Llegó a ser un miembro importante de la sociedad: subdirector general imprescidible en la cúpula de Banesto, se casó con la mujer que más le gustaba del mundo, catalana y exquisita, que le trató siempre, hasta el último momento como si fuese el mismísimo ombligo del universo. Tuvo hijos: dos, ambos triunfadores, un hijo político -mi hermano- que lo adoraba, seis nietos, y hasta un casi nieto, como he dicho al comenzar el artículo, que le llamaba abuelo Luis, porque así le llamaban todos sus primos.

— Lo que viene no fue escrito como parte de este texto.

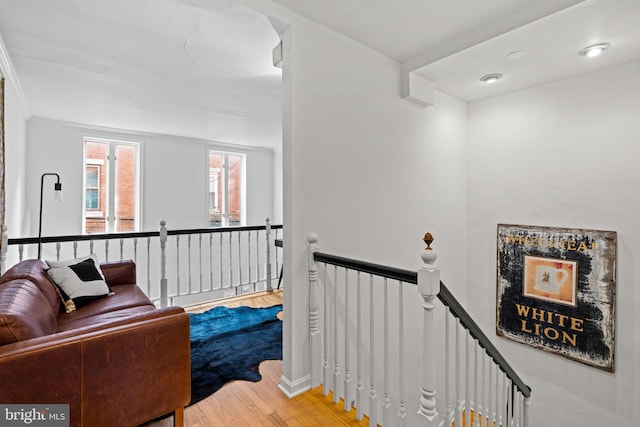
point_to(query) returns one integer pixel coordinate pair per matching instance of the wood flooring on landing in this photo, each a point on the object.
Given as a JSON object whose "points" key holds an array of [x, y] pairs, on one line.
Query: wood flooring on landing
{"points": [[244, 403]]}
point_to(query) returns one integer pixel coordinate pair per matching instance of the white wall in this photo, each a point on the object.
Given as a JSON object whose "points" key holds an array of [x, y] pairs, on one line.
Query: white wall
{"points": [[366, 171], [15, 118], [174, 177], [563, 154]]}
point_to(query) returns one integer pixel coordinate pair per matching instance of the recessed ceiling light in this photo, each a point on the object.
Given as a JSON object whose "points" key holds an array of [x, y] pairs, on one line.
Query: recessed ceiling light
{"points": [[594, 49], [514, 56], [491, 78]]}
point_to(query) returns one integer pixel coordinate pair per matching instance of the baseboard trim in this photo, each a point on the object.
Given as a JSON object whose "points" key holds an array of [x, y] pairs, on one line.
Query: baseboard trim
{"points": [[292, 389]]}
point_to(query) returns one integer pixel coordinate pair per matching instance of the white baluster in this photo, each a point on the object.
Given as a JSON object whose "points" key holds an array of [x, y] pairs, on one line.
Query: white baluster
{"points": [[467, 374], [373, 396], [163, 264], [325, 341], [257, 256], [477, 400], [447, 366], [149, 265], [517, 416], [268, 256], [315, 335], [221, 269], [458, 374], [200, 262], [486, 377], [359, 346], [402, 412], [386, 400], [478, 378], [249, 259], [491, 407], [177, 264], [498, 416], [189, 264], [336, 361], [230, 261], [429, 287], [210, 261], [240, 261], [347, 361], [525, 412], [4, 246]]}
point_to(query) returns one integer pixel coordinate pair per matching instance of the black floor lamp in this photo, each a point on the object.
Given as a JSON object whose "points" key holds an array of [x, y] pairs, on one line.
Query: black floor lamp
{"points": [[58, 196]]}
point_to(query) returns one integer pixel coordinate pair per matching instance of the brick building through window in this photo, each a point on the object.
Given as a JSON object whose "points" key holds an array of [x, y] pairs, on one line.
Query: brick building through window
{"points": [[110, 186]]}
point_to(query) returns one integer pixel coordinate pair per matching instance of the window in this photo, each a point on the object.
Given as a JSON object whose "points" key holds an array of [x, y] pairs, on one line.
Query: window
{"points": [[226, 189], [111, 186]]}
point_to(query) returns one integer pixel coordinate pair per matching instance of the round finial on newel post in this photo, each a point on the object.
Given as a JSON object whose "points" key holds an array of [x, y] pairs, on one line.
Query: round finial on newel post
{"points": [[428, 239], [428, 255]]}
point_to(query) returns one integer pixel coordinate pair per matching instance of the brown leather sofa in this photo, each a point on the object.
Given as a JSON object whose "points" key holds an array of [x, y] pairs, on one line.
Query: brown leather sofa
{"points": [[117, 361]]}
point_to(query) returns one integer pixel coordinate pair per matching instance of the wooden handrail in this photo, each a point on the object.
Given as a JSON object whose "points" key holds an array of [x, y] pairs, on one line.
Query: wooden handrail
{"points": [[141, 234]]}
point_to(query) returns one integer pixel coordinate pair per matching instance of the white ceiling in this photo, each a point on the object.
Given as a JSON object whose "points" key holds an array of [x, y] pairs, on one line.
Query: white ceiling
{"points": [[200, 69], [203, 68]]}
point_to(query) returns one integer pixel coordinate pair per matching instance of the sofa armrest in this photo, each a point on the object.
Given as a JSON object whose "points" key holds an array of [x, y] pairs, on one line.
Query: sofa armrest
{"points": [[119, 272], [121, 375]]}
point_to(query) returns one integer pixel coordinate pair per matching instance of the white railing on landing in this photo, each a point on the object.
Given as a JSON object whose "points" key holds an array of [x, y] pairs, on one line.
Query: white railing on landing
{"points": [[181, 267], [446, 372]]}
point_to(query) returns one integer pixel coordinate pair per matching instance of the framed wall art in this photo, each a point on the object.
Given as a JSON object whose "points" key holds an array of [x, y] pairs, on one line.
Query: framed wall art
{"points": [[556, 291]]}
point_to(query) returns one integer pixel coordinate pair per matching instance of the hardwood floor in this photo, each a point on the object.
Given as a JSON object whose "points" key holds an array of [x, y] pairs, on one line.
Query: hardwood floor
{"points": [[243, 403]]}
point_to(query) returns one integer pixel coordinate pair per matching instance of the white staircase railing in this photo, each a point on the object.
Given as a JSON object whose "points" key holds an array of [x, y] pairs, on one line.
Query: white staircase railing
{"points": [[181, 267], [367, 351]]}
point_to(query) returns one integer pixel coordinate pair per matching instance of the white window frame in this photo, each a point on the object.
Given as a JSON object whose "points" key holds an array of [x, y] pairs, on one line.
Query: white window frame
{"points": [[225, 187], [111, 171]]}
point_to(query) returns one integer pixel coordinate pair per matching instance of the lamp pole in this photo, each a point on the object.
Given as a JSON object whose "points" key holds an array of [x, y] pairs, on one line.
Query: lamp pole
{"points": [[58, 195]]}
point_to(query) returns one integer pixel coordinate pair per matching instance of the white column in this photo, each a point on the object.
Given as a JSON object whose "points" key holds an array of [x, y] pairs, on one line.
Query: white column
{"points": [[315, 335], [268, 251], [429, 287]]}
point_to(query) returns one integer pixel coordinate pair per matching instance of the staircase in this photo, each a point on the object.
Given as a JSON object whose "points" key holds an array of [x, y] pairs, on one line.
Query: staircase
{"points": [[374, 349]]}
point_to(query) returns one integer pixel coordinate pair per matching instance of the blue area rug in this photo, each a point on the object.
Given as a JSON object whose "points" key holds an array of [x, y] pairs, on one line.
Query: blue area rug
{"points": [[228, 344]]}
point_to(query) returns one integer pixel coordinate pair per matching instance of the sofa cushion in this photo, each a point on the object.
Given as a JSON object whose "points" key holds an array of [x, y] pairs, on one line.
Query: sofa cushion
{"points": [[24, 312], [79, 281], [69, 323], [34, 271], [126, 297]]}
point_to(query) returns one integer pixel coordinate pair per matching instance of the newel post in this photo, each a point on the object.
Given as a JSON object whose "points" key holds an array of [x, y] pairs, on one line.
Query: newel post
{"points": [[268, 254], [429, 287], [315, 335], [163, 264]]}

Pero lo más grande de Luis Artero es que tenía una relación maravillosa consigo mismo: se quería y se sabía cuidar. No hay relación más importante en la vida que la que tenemos con nosotros mismos. La de Luis era genial; tengo la certeza que en ninguno de sus días faltó al menos un momento de aventura y disfrute, contento y agradecimiento por haber nacido. Bastaba ver cualquiera de los autorretratos que se hacía en cuanto los móviles nos permitieron hacerlos, para comprender que fue así.

Dios, él era creyente y practicante, le dio una inteligencia privilegiada y le permitió mantenerla hasta el final. Es también evidente que Dios le quería, y por eso le regaló el mejor final de camino que pueda recibir nadie. Se fue sin dolor, sedado y en un hospital, sin molestar a nadie, llevándose en el corazón la mirada de amor de todos los suyos.

Cuando nos fuimos del camposanto, el domingo quince de mayo al filo de las diez de la mañana, volvieron a cerrar el cementerio. Luis Artero descansando en su ataúd maravilloso. Para siempre. Y en paz.